Calls for urgent investment in COVID-19 recovery for cancer clinical trials, as well as streamlined regulation and redesigned treatment pathways
Cancer experts set out a series of findings on 9 December 2021 on the barriers to carrying out clinical trials in the UK, and proposals for boosting participation by enhancing information, changing treatment pathways and streamlining regulations.
The Institute of Cancer Research (ICR), London, is publishing a report collating data on cancer trials, and the views of patients and clinicians on how barriers to making trials more widely available can be overcome. It is warning that without urgent action to open up clinical trials to patients more widely and earlier in treatment, huge opportunities could be missed to drive improvements in outcomes.
Figures obtained from the National Institute for Health Research show that the number of patients recruited onto clinical trials for cancer in England fell to 27,734 in 2020/21, down from an average of 67,057 over the three years previously. The number of patients recruited onto trials fell for almost every type of cancer analysed.
The ICR also published findings showing that issues with making clinical trials available to patients are longstanding and go far beyond the COVID-19 pandemic.
An interview-based study of 12 leading clinical trial researchers from across the UK commissioned from health charity Picker found strong agreement that more needed to be done to widen access to clinical trials for cancer patients. The study, carried out from April to July 2020 during the early part of the pandemic, identified the following issues:
- There is an excessive administrative burden in setting up clinical trials, especially for innovative trial designs such as biomarker-driven studies for precision medicine.
- The NHS does not have systems in place for rapid genetic testing of patients to select them for precision medicine trials.
- Patients face a postcode lottery in access to the latest trials. Funding for doctors to carry out clinical research varies between hospitals – meaning some patients miss out on the latest treatments.
- Information about clinical trials for patients and doctors is inadequate – existing information is spread across multiple platforms, not kept up to date and often in a format that is difficult for patients to understand.
The ICR also commissioned a YouGov survey of 500 people who had been treated for cancer, which was carried out in March 2020. It found that 95% of respondents thought it was important that cancer patients were offered access to treatment in clinical trials. But only 37% had had a conversation about clinical trials during their own treatment, and just 11% participated in a trial. There was also a difference in ability to access trials in different parts of the country, with some patients in rural areas reporting travelling more than 100 miles for treatment on a clinical trial. In light of the barriers identified, the ICR is calling for the following:
- Urgent investment in cancer clinical trial recovery post pandemic – to build patient recruitment back up and ensure new trials can enter the pipeline.
- Learning from COVID-19 to streamline regulations – making it easier and faster to set up innovative study designs including biomarker-driven trials for precision medicine, and virtually monitoring patients.
- Making trials available earlier in treatment – by having conversations about trials and offering genetic testing shortly after diagnosis, and ensuring trials are no longer seen as a last resort, but a viable alternative to some existing treatments.
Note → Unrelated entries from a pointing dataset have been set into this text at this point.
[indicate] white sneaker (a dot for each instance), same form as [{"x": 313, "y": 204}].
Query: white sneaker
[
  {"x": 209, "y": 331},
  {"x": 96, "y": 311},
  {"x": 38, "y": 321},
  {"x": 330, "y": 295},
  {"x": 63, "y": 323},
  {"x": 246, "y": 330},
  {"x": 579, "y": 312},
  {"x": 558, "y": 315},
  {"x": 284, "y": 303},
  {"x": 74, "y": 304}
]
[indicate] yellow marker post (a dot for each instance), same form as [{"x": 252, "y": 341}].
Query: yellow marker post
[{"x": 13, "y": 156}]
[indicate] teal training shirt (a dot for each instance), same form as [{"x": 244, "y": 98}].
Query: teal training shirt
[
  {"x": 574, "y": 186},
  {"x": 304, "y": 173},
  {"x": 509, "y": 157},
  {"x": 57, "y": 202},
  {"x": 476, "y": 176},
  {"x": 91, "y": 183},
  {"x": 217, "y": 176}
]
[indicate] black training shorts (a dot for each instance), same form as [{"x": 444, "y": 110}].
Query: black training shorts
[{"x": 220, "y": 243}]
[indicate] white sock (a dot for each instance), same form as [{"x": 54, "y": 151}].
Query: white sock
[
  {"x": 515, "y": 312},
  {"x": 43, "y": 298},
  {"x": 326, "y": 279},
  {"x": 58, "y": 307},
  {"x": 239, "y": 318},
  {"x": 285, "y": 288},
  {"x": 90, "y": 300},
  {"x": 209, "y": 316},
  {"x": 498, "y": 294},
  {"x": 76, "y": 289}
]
- Making trial information accessible – through funding to ensure information is up to date, understandable for patients and doctors, and accessible through a single point of
- Addressing the postcode lottery in access – ensuring hospitals across the UK have trained staff in specialisms such as R&D, pathology and radiology, and that oncologists are properly supported to devote time to research.
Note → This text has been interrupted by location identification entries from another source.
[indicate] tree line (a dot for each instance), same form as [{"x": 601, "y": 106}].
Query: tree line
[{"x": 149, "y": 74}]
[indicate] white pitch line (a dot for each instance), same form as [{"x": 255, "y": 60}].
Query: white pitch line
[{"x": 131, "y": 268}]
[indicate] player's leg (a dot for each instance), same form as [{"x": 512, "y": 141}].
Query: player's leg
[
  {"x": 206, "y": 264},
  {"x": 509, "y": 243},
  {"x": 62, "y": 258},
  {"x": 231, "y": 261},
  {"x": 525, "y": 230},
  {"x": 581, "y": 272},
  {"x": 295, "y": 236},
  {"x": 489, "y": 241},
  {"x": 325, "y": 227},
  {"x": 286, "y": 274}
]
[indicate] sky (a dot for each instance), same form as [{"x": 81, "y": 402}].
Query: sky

- Tackling barriers to reaching underserved communities – since there is evidence that poorer patients and those from ethnic minorities are less likely to gain access to trials.
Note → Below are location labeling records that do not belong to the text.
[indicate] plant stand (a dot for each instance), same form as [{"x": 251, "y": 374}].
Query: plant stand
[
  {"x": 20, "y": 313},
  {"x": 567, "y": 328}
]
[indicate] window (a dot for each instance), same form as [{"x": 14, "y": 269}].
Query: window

Professor Udai Banerji, Deputy Director of the Drug Development Unit at The Institute of Cancer Research, London said: “Cancer medicine has changed hugely over the last two decades, with patients increasingly treated with precision drugs targeted against particular genetic faults within tumours. It’s essential that our clinical trial systems keep pace with the science.
“We need streamlined and accelerated approval of promising drugs using novel trial designs. Clinical trials of drugs should be embedded into all aspects of cancer medicine from prevention, curative or non-curative therapy to palliative care. The pandemic has caused us to pause and identify areas we can do better. It’s time to make up for lost time.”
Professor Kristian Helin, Chief Executive of The Institute of Cancer Research, London, said: “Clinical trials have huge benefits for patients, both by providing access to the latest drugs and technologies, and by demonstrating the effectiveness of the next generation of treatments for use on the NHS. We would like to see a clinical trial being made available for every cancer patient who would like to participate in one. That requires both investment in recovery of clinical research post Covid-19, to get us back to where we were before the pandemic, and broader measures to widen access to trials by reshaping funding, regulation, information and treatment pathways.”